As described above, according to the present invention, by optimizing the component composition and steel structure of the steel sheet,
It is possible to manufacture steel sheets with a static-dynamic ratio that is far superior to conventional ones, and by using these steel sheets for automobiles,
The weight and safety of the car body can be improved. Further, such a steel sheet can be reliably manufactured only by appropriately controlling the annealing conditions after cold rolling.

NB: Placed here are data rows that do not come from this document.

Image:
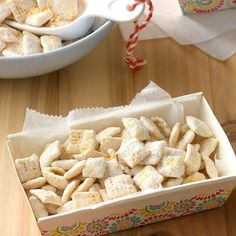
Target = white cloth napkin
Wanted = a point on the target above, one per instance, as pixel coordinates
(214, 33)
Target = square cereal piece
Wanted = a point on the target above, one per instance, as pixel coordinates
(148, 178)
(51, 153)
(108, 132)
(136, 128)
(113, 168)
(50, 42)
(38, 17)
(151, 127)
(132, 152)
(89, 153)
(37, 207)
(7, 36)
(31, 43)
(81, 140)
(20, 8)
(156, 150)
(119, 185)
(64, 9)
(103, 194)
(94, 167)
(110, 143)
(171, 166)
(83, 199)
(28, 168)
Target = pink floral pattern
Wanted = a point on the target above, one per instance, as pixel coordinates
(142, 216)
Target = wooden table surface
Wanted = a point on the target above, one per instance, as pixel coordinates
(107, 82)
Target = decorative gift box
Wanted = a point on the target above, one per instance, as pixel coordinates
(204, 6)
(139, 208)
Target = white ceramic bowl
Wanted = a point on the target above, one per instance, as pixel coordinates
(38, 64)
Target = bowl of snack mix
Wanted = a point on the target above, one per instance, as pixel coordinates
(24, 54)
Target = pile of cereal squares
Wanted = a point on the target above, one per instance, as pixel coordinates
(49, 13)
(89, 168)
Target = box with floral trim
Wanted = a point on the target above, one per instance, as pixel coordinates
(145, 207)
(205, 6)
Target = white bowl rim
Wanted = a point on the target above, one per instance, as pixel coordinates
(39, 55)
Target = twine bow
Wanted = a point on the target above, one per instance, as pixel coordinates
(131, 60)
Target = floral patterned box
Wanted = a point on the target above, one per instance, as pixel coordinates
(205, 6)
(148, 207)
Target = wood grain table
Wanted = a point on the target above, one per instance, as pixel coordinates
(107, 82)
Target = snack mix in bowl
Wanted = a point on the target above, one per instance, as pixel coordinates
(40, 13)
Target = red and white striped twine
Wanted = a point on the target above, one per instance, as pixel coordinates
(131, 61)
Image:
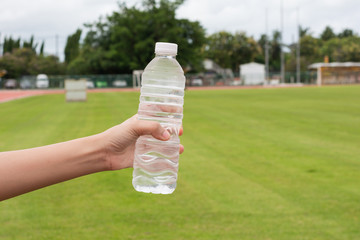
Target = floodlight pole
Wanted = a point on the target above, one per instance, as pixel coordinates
(298, 50)
(281, 43)
(266, 48)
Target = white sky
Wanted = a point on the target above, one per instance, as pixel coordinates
(45, 19)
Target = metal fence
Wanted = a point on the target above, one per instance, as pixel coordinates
(198, 79)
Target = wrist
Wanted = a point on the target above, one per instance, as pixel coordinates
(97, 151)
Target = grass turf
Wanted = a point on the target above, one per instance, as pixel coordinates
(258, 164)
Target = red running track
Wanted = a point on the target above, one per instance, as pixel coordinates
(8, 95)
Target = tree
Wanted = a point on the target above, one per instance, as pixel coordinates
(125, 40)
(304, 31)
(72, 47)
(327, 34)
(229, 51)
(346, 33)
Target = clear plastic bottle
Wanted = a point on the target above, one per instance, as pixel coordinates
(162, 96)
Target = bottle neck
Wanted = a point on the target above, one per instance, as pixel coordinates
(165, 55)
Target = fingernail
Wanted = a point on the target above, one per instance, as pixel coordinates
(166, 135)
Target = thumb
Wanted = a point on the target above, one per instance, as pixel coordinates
(144, 127)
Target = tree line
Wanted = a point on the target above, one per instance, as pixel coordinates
(124, 41)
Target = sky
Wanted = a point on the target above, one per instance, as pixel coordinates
(53, 21)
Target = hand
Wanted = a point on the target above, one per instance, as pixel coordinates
(120, 140)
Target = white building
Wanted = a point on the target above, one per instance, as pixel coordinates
(252, 73)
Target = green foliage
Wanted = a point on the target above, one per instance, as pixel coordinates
(258, 164)
(124, 41)
(229, 50)
(344, 47)
(327, 34)
(24, 61)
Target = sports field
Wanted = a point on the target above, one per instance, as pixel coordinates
(258, 164)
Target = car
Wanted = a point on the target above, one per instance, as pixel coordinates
(196, 82)
(119, 83)
(90, 84)
(101, 84)
(25, 83)
(42, 81)
(10, 84)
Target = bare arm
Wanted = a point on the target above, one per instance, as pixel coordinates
(27, 170)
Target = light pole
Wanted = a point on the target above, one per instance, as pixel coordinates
(281, 43)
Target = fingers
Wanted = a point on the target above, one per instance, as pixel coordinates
(143, 127)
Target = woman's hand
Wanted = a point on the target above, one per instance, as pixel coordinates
(120, 140)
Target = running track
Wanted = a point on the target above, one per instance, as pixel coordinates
(8, 95)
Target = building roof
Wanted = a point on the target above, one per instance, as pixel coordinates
(334, 64)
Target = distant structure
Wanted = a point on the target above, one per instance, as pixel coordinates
(252, 73)
(336, 72)
(213, 70)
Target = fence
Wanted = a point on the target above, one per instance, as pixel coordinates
(199, 79)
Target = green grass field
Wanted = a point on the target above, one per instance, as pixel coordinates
(258, 164)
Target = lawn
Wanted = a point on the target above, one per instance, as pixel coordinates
(258, 164)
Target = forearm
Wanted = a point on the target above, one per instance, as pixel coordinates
(27, 170)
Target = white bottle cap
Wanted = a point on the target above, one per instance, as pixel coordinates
(166, 48)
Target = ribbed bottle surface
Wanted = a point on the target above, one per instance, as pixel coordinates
(162, 96)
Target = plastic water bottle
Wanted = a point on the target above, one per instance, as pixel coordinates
(162, 96)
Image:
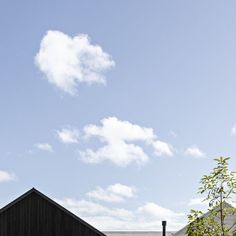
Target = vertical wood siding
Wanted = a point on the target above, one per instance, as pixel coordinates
(35, 216)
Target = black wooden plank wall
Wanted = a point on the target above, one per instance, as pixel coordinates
(35, 216)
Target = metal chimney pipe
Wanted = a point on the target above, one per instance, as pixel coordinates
(164, 228)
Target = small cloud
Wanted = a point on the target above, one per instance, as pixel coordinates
(197, 202)
(43, 146)
(119, 139)
(67, 61)
(194, 152)
(233, 130)
(162, 148)
(172, 134)
(6, 176)
(113, 193)
(68, 136)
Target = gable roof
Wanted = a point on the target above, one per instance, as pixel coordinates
(137, 233)
(35, 191)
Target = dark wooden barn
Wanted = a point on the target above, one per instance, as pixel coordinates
(34, 214)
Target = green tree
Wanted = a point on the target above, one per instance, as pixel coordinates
(218, 188)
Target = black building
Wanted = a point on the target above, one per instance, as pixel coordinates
(34, 214)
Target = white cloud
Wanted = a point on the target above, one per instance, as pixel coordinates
(162, 148)
(194, 152)
(120, 139)
(68, 135)
(44, 147)
(67, 61)
(154, 211)
(145, 217)
(113, 193)
(6, 176)
(172, 134)
(233, 130)
(197, 201)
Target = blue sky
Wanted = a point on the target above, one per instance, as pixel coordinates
(116, 109)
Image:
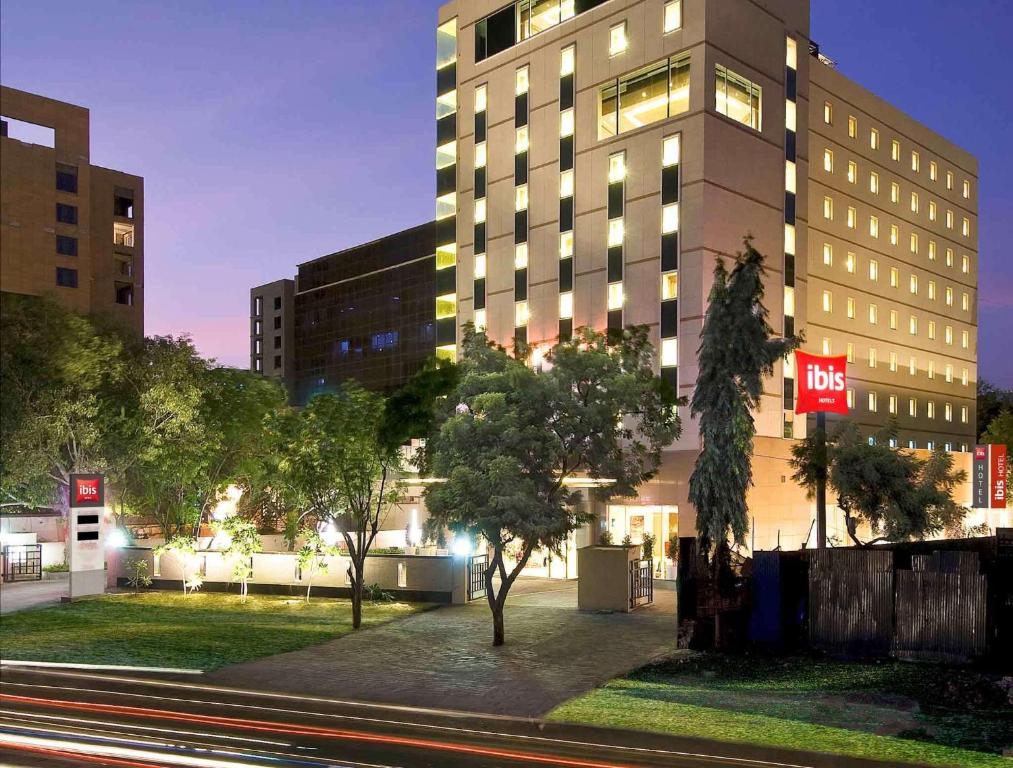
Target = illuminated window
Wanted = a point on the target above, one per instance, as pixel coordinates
(565, 124)
(521, 198)
(567, 61)
(670, 286)
(521, 315)
(566, 306)
(446, 306)
(674, 17)
(521, 142)
(521, 256)
(566, 183)
(615, 296)
(617, 39)
(521, 81)
(566, 244)
(670, 218)
(670, 151)
(617, 167)
(737, 98)
(670, 353)
(616, 232)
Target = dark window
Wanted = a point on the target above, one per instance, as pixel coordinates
(66, 214)
(125, 294)
(67, 178)
(66, 245)
(66, 278)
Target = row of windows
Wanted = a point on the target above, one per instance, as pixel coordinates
(894, 195)
(895, 151)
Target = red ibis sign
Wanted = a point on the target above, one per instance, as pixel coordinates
(822, 383)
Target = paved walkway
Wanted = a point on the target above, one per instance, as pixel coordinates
(18, 596)
(445, 658)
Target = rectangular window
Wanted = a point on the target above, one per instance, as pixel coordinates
(674, 16)
(737, 98)
(66, 278)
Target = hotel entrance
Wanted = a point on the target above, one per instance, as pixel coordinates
(660, 521)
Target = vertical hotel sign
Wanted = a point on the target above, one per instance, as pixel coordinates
(990, 474)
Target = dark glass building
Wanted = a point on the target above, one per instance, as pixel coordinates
(366, 313)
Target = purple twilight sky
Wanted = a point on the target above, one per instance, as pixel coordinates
(269, 133)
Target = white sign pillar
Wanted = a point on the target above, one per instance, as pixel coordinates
(86, 548)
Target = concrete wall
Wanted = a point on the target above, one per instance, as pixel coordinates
(439, 580)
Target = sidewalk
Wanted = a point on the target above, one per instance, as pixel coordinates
(445, 658)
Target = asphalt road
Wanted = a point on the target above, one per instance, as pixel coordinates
(56, 717)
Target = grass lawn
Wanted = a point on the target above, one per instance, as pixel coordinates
(202, 630)
(890, 711)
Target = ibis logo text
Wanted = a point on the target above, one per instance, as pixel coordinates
(822, 383)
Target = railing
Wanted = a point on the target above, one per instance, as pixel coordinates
(22, 562)
(477, 565)
(641, 583)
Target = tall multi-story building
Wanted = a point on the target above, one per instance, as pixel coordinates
(68, 229)
(365, 313)
(596, 156)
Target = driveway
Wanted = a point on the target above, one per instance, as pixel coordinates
(445, 659)
(17, 596)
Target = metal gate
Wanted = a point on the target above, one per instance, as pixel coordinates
(641, 583)
(477, 565)
(22, 562)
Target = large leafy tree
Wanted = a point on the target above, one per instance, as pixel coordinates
(58, 377)
(337, 460)
(509, 440)
(737, 349)
(891, 491)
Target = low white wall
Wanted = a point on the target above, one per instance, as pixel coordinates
(437, 579)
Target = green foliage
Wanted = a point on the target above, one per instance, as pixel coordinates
(509, 439)
(137, 573)
(337, 460)
(737, 350)
(899, 495)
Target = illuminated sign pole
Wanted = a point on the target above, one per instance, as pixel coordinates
(87, 557)
(822, 388)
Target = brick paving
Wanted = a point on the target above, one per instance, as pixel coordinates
(445, 658)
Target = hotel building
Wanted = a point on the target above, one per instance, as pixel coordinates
(595, 157)
(68, 229)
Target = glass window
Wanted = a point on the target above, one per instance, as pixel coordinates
(737, 97)
(674, 16)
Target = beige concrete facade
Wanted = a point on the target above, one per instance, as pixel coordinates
(736, 175)
(107, 208)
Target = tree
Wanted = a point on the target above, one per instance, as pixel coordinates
(1000, 432)
(243, 543)
(312, 557)
(737, 350)
(339, 462)
(509, 441)
(892, 491)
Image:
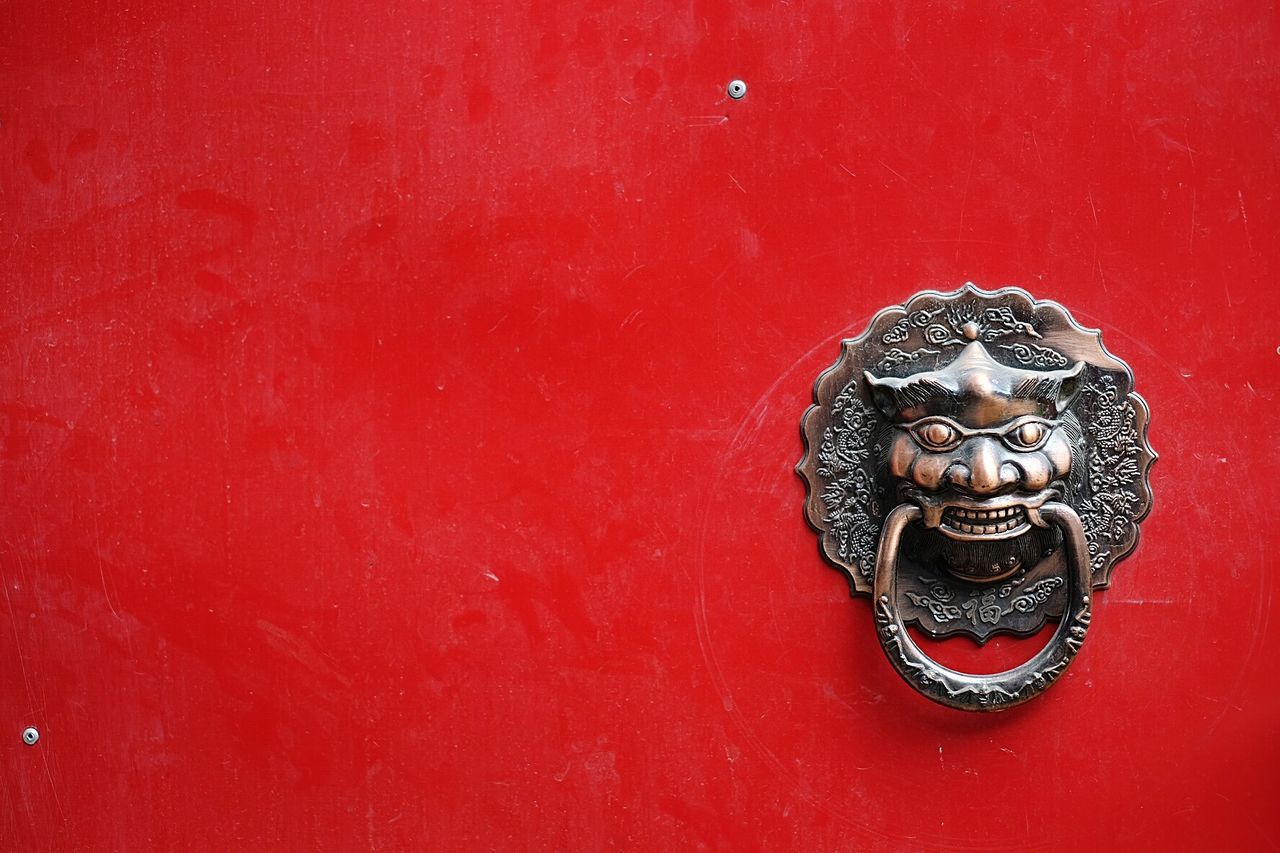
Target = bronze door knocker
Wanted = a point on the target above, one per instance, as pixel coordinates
(977, 463)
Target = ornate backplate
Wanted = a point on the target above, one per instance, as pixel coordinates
(982, 338)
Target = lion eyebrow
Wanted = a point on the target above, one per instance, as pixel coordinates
(1041, 388)
(919, 392)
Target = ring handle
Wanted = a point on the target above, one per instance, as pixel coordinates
(997, 690)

Continuation of the front page (72) Inventor Toshiyuki Kato 1 Kawasaki-cho, Chuo-ku, Chiba, Chiba Prefecture Inside the Technical Research Division, Kawasaki Steel Co., Ltd. (58) Fields investigated (Int.Cl. ⁷ , DB name) C22C 38/00 C21D 8/02 C21D 9/46

Claims (2)

(57) [Claims] 1. C: 0.010 to 0.10 wt%, Si: 0.05 to 2.0 wt
%, Mn: 0.50 to 3.00 wt%, P: 0.01 to 0.15 wt%, S: 0.01 wt% or less, B: 0.001 to 0.01 wt%, and has a composition of the balance Fe and unavoidable impurities. Moreover, its structure is composed of a ferrite phase of 95 to 60% by volume and a martensite phase of 5 to 40% by volume, and this martensite phase has an average grain size of 3
Steel sheet for automobiles with excellent impact resistance of less than μm. 2. C: 0.010 to 0.10 wt%, Si: 0.05 to 2.0 wt
%, Mn: 0.50 to 3.00 wt%, P: 0.01 to 0.15 wt%, S: 0.01 wt% or less, B: 0.001 to 0.01 wt%, and the remaining Fe and inevitable impurities are hot-rolled. Then, after cold rolling, finish annealing is performed at a temperature of 780 to 900 ℃, and in the cooling process, cooling to 650 ℃ is performed at a speed of 5 to 20 ℃ / sec.
A method for producing a steel sheet for automobiles having excellent impact resistance, which comprises cooling to 100 ° C at a cooling rate of 10 to 30 ° C / sec.